Poor Project Management

A project manager can make or break a project regardless of whether you’re working with internal or external support. There are endless characteristics to look for and to avoid. In terms of ERP project management, someone who possesses a combination of qualities below is crucial:

  • Experience
  • Knowledge
  • Ability
  • Leadership
  • Flexibility

Founder of PMWorld 360 Magazine, Moira Alexander states ‘from the hiring stage to project execution, all too often project management offices have focused time and energy on primarily technical aspects of project execution. This focus on primarily technical job-related activities can leave a gap in areas like soft leadership skills’.

A focus on technology might help to change your processes, but it won’t help you to understand them. As a team, you must ensure you fully scope out where your business is now, where you want it to be, and how to get there. Unless the team are clear that these questions have had a response, don’t progress until they are. You could end up with a poorly managed project either because you hired a poor project manager or, and most likely – you didn’t express your businesses requirements fully, and gaps were formed in the knowledge of the consultant. If you don’t tell them, who will?

Remember that people are at the centre of any business project you undertake. You may have change management challenges to contend along with way. If you lead with time constraints and budgets at the forefront, likely, your stakeholders won’t be impressed. To maximise the potential of your project team and staff, it’s up to you to make them feel involved, and communication is key to this. It’s easy for a project to deviate from its original scope when project managers aren’t discussing additional requirements and change requests with the project stakeholders.

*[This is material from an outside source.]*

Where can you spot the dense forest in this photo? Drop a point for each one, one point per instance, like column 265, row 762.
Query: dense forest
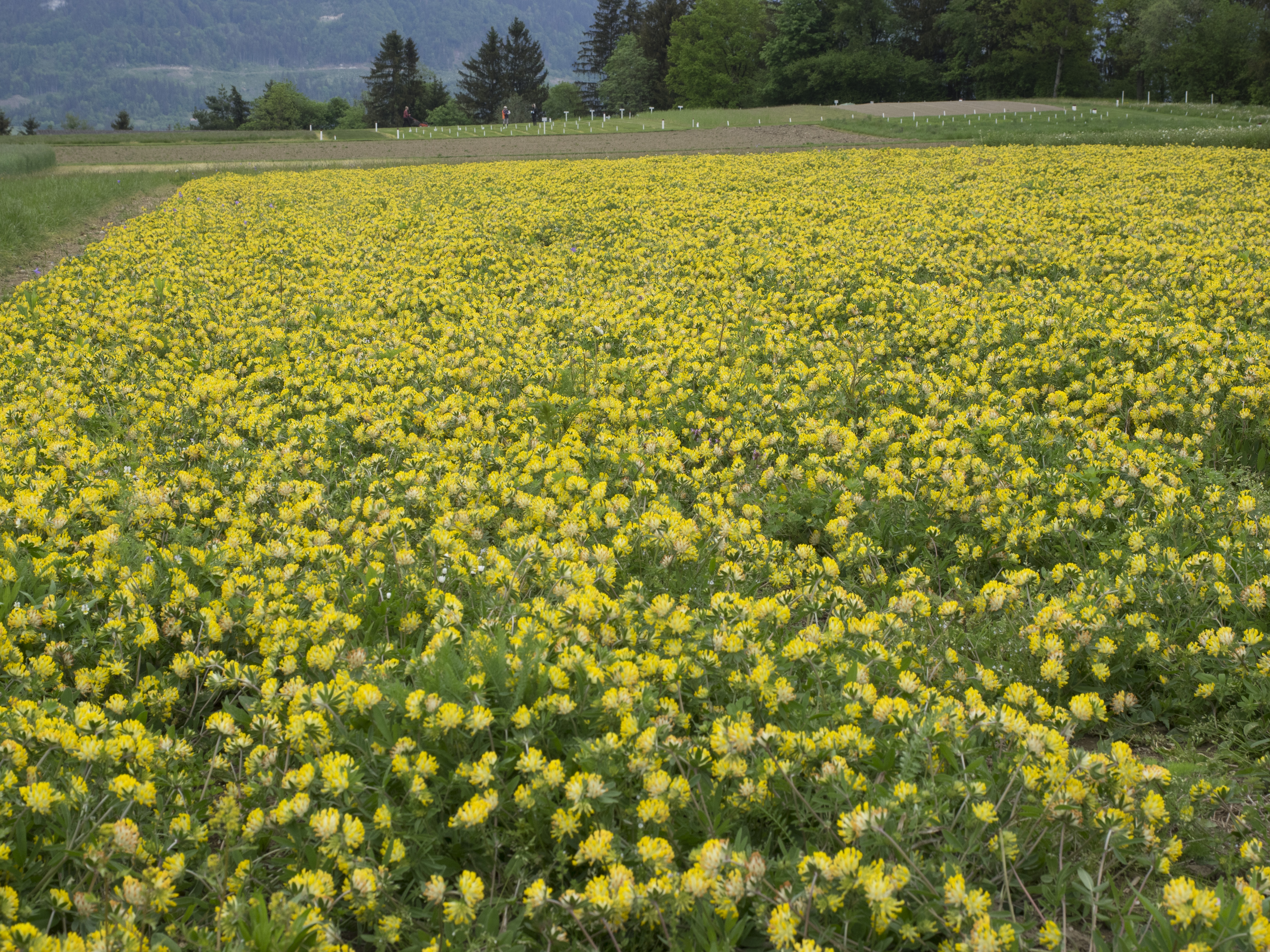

Choose the Appropriate Methodology

It would be best if you chose from either the Agile or Waterfall method. Selecting which approach, in most cases, is governed by the mind-set of the project management team. If there are clearly defined requirements and we know that there will be not many changes involved, then we may select Waterfall. If time is an important consideration, then you may opt for Waterfall over Agile, purely because the deadlines are decided in the early stages. Also, Waterfall is sequential, meaning that “phases” of the project need to be completed before the next one starts.

In comparison, Agile ERP Project Management offers flexibility while still encompassing controls and procedures. Agile recognises that the key to successfully managing projects is to divide them into stages, plan each step in detail while maintaining flexibility about subsequent stages. If we are not clear on the need and we understand that the scope of the project can change at any given time, we would want to be as flexible as possible, going with the Agile approach.

We would recommend a flexible approach to any business implementation project as we know that businesses demands and goals change so quickly these days. Businesses cannot afford to spend months designing the perfect business system only to find the scope is not the same as it once was. An Agile method builds minimum viable processes and deploys them quickly, intending to test the results against the old procedure. Mistakes and modifications are spotted rapidly, and any amends made quickly.

Ok, What’s Next?

The most effective way to avoid failure is to get it right the first time. This statement is not necessarily accurate for a business change project though, especially a new software implementation. The key is to adapt and prepare your team to be adaptable. The scope of a project will never be the same at the end as it was, to begin with. So long as you choose the most suitable method, keep stakeholders informed on progress, manage change, you are not easily influenced, and business value is held at the centre of the agenda then you can avoid project failure. Don’t always believe what you read. Project failure is easily avoidable.